I would post on Craigs list and look for facebook groups in your area if you don't find anyone from here.


----------



## LauraG2 (Oct 12, 2012)

Thanks for the suggestion. I posted to craigs list already, but I'll check out facebook too.


----------



## kait18 (Oct 11, 2011)

why can't you be in jersey  good luck


----------



## gregNga (Nov 29, 2012)

Wish you were closer to us as well !! We usually have to take time about riding and leading to get our riders out of the yard !! We are blessed in this area to have so much USFS land to ride !!


----------



## BornToRun (Sep 18, 2011)

You wanna fly out to Ontario? :lol:


----------



## gunslinger (Sep 17, 2011)

Here's a saddle club near you:

Home Page

Just a quick google search of Lexington SC saddle clubs turned this one up.

Maybe this is a good place to start looking?


----------



## Speed Racer (Oct 21, 2009)

Too bad you're not in Lexington, VA. That's just down the road a piece from me.


----------



## LauraG2 (Oct 12, 2012)

Thanks for all the suggestions. I just bought a TB mare from the track so I'll have plenty to keep me busy for a while.


----------



## QOS (Dec 8, 2008)

If you move to southeast Texas you can ride with us!
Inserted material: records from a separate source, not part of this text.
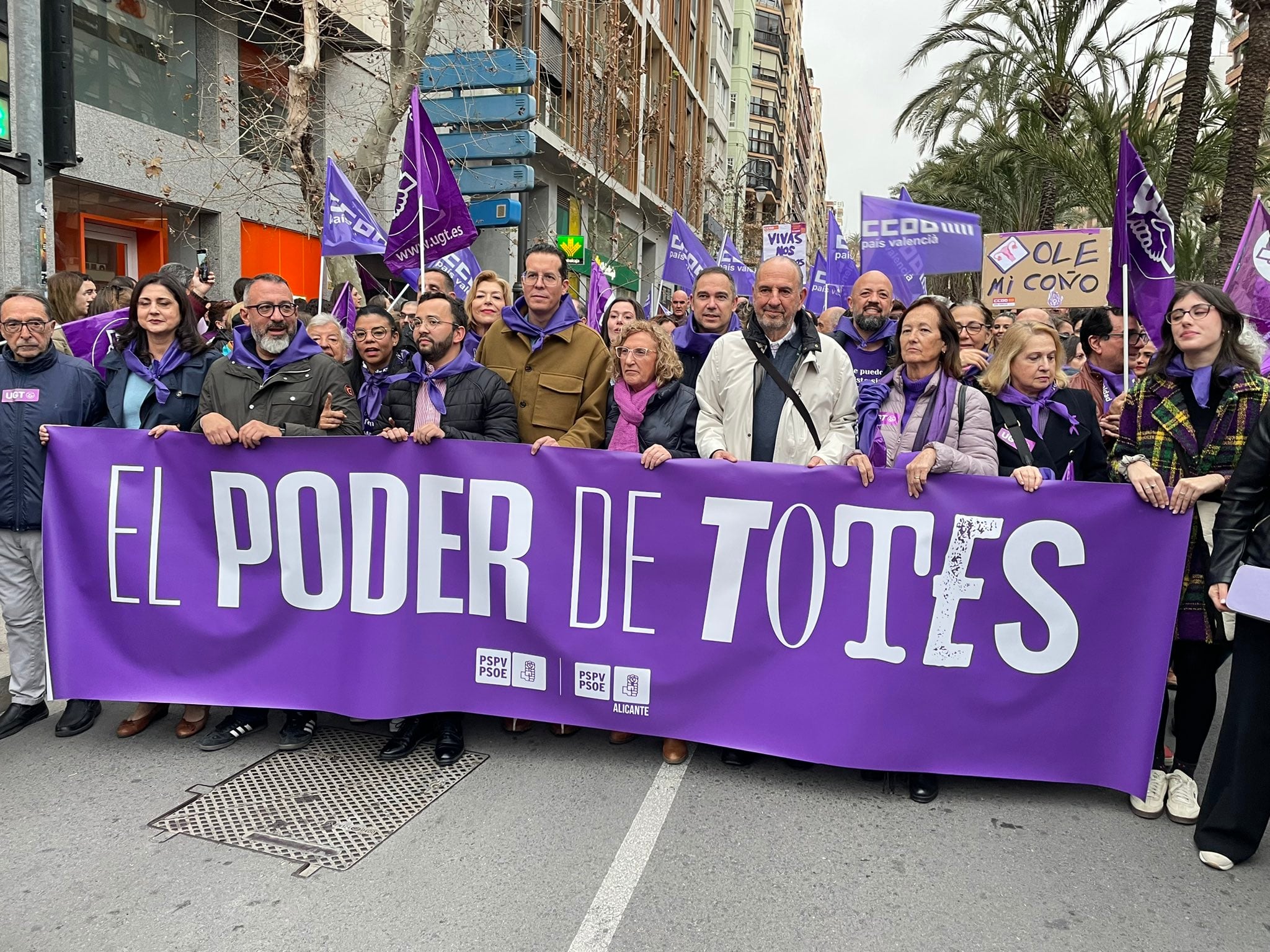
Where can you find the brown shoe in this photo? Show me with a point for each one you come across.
(675, 752)
(134, 726)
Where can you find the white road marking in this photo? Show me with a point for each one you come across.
(624, 874)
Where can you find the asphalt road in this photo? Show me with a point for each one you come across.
(574, 844)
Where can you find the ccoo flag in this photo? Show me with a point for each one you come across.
(1249, 281)
(685, 257)
(1143, 239)
(732, 262)
(347, 225)
(447, 225)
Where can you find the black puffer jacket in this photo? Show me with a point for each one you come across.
(1242, 528)
(478, 407)
(670, 420)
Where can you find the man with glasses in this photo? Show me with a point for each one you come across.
(277, 382)
(40, 387)
(1103, 339)
(557, 367)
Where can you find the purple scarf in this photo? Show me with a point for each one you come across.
(244, 355)
(691, 340)
(1201, 379)
(630, 407)
(564, 318)
(1042, 402)
(420, 375)
(155, 371)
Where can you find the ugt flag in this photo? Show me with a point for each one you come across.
(732, 262)
(685, 257)
(447, 225)
(1249, 281)
(347, 225)
(1143, 239)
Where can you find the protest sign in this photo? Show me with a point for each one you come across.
(762, 607)
(1047, 268)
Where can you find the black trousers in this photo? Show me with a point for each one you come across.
(1236, 806)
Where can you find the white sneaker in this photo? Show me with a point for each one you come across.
(1153, 805)
(1215, 860)
(1183, 803)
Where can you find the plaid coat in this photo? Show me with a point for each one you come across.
(1156, 425)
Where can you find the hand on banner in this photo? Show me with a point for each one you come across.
(219, 430)
(331, 419)
(654, 456)
(429, 432)
(1029, 478)
(864, 464)
(1188, 491)
(918, 470)
(254, 433)
(1148, 483)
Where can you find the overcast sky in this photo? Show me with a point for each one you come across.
(856, 48)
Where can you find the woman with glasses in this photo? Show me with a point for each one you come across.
(154, 376)
(653, 414)
(376, 362)
(1183, 432)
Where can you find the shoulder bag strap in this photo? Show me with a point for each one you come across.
(765, 361)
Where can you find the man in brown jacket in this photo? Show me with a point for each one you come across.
(1103, 338)
(556, 364)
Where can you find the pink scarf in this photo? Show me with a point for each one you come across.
(630, 408)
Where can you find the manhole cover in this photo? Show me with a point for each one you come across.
(326, 806)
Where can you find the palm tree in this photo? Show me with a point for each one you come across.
(1246, 127)
(1194, 87)
(1049, 52)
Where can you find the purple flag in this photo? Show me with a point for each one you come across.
(349, 227)
(600, 293)
(92, 338)
(463, 270)
(345, 307)
(732, 262)
(685, 257)
(447, 224)
(1249, 281)
(1143, 239)
(1029, 646)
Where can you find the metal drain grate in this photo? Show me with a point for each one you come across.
(326, 806)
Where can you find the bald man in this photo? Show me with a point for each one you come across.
(869, 333)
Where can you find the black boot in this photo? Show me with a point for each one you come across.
(450, 742)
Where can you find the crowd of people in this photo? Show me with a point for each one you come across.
(926, 389)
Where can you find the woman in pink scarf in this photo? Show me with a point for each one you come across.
(652, 414)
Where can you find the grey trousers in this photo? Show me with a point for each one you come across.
(22, 604)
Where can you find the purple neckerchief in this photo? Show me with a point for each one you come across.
(913, 389)
(849, 327)
(425, 377)
(155, 371)
(1201, 377)
(699, 342)
(1042, 402)
(244, 355)
(564, 318)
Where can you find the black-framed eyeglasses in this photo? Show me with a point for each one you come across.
(286, 309)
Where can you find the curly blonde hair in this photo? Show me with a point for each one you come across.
(668, 364)
(1010, 346)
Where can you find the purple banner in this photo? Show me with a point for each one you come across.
(1143, 239)
(763, 607)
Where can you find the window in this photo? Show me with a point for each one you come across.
(138, 60)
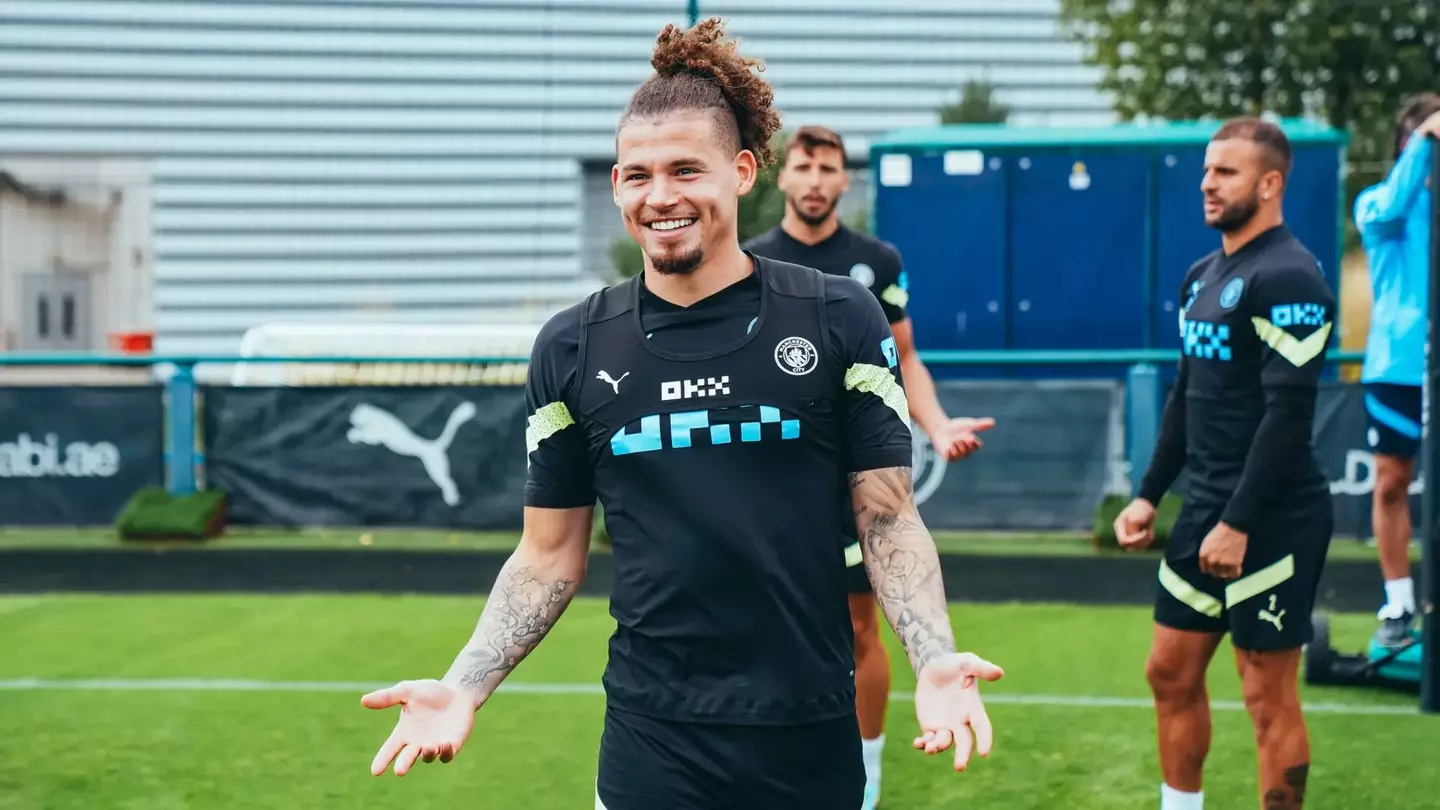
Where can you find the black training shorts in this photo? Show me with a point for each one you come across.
(1269, 606)
(655, 764)
(1393, 418)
Good luck with your new horse and welcome to the forum


----------



## gunslinger (Sep 17, 2011)

*"Midlands Saddle Club meets on the 1st Thursday of every month** starting at 7:30PM** with the exception of the month of July at
Ryans Grill, Buffet and Bakery, HWY 378 (Sunset Blvd.)
Lexington, South Carolina.

We invite all to come, enjoy the buffet and socialize with our members and other guests before the meeting."

Sounds like the most you have to lose is the price of a steak....the first Thursday isn't that far away why don't you go and see what comes of it?

Oh yea, congratulation on the TB! I hope you enjoy her as much as I enjoy my mare.


*


----------